I think about this a lot.  I have discussed with a few colleagues on how to bring down knowledge 10 years.  I have drawn circles within circles, my picture of generational knowledge and have pondered how to bring the knowledge down 2 or 3 generations.  Michael Hyatt did the poll below and found some key things to know NOW.  I love it.  I will keep thinking of my idea (probably some type of mentoring), but really want to NOT make the same mistakes that others have made.  That is one of my things :).  Mistakes (or failures) are ok to make because that means we are growing, we just don’t want to make them over again (and really not 3 times).  Anyway, this is a great blog post from Michael Hyatt and I wanted to log it for myself.

From Michael Hyatt – What do you wish you knew then that you know now?

As I turned the corner from my 20s and entered into my 30s I
realized how much I thought I knew, when in reality I knew nothing. I began to
find myself as the fool repeating his folly in so many leadership decisions I
was making.

It was a humbling realization to say the least, but I would not be defeated.

Rather than accept the fact that folly was inevitable, I spent
the past twelve months polling fifteen respectable men I admire—men that have
lived lives of integrity, men who are faithful husbands, and have been deemed
successful in their chosen vocation.

The list of men I asked included President’s of Nationally known
Ministries and Corporations, Authors of best-selling books, CEOs, CFOs, a
Division 1 basketball coach, and even a man listed on the Forbes 400.

Many of these conversations were face-to-face, while a few were
correspondence via e-mail. Listing their names is not nearly as important as
listing their responses.

The question I asked these fifteen men was this, “What are three
things you know now that you wish you knew when you were thirty?”

I was hoping that these men would share the folly they had
experienced as leaders and in life, so that I might not repeat their mistakes.

The forty-five responses I received from these men were packed
with wisdom, humility, and truth that struck me to the core.
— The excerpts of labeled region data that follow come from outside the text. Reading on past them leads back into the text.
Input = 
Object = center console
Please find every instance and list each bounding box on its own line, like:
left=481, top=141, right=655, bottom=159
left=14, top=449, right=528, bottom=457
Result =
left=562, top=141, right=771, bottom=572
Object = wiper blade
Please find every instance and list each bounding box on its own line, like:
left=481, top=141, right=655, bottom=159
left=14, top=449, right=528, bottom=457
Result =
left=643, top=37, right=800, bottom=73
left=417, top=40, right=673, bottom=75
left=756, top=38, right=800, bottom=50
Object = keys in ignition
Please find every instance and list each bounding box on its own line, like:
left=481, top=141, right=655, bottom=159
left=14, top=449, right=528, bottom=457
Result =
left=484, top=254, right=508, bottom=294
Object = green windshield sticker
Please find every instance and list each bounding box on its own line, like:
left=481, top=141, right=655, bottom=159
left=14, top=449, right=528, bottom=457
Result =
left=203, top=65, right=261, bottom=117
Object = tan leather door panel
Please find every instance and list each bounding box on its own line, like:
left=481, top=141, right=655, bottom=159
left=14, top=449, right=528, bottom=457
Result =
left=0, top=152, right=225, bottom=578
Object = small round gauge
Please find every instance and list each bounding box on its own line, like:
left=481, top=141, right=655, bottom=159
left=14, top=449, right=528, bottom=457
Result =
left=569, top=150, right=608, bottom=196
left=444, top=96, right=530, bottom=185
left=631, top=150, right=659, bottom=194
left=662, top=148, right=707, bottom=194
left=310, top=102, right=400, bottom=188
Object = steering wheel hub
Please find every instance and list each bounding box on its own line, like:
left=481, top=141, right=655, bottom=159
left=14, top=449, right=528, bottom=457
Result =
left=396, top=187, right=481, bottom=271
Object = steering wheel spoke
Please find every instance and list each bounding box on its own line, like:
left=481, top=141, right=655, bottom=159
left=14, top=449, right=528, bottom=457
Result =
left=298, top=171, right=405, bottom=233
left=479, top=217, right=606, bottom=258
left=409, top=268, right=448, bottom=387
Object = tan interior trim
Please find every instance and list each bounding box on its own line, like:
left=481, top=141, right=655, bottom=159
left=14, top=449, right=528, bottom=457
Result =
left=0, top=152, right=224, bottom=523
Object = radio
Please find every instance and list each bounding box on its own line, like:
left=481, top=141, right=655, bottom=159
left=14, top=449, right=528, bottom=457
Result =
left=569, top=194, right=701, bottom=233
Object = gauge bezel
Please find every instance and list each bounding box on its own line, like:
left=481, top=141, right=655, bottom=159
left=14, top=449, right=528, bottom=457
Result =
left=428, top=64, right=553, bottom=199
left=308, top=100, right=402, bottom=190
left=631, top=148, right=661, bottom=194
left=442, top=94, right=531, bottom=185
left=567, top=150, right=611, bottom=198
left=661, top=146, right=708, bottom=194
I printed them
out, laminated them, and placed in my office where they serve as a daily
reminder and encouragement to lead well in all areas of my life.

Learning from the mistakes of others will help me avoid my own
mistakes and, therefore, be less likely to be “a fool who repeats his folly.” I
took the list of forty-five responses and reduced it down to the top fifteen.
Some of the men had similar answers, so I took one answer from each leader, so that
the list was not repetitive.

  1. The most important person you can lead is yourself.
  2. Nothing is more valuable than relationships.
  3. Maximize the moments with your children.
  4. Listen—you will never find the pulse of your family or
    organization if you don’t learn to listen.
  5. Worrying is temporary atheism. Rid yourself of worry.
  6. Become a better steward of your financial resources
    through investments and wise decision-making. The older you get the more
    you’ll want to give away, being able to do so begins with the financial
    decisions you make today.
  7. Balance—the words “No” and “Not now” are empowering
    when accompanied with wisdom.
  8. Spend time reading and receiving the Truth every
    morning, because the world will only lie to you the rest of the day.
  9. Saying “I’m sorry,” when spoken from a genuine heart,
    has great healing power.
  10. Character should always trump talent.
  11. Retreat and Rest—if ships don’t come back to the
    harbor, they’ll eventually sink.
  12. Don’t stop learning—you’re not as smart as you think.
  13. Learn to value patience. You’re likely to learn more
    while you wait.
  14. Time management—without it time will control you.
  15. Develop authentic and deep relationships with men who
    will sharpen you and see through you.

I hope that for any of us that aspire to be great leaders, we
can look at this list that was compiled by men in their 50s, 60s, 70s, and even
80s, and learn from their lives well-lived. May we heed their wisdom as to
prevent folly in our endeavors to become better spouses, parents, and leaders.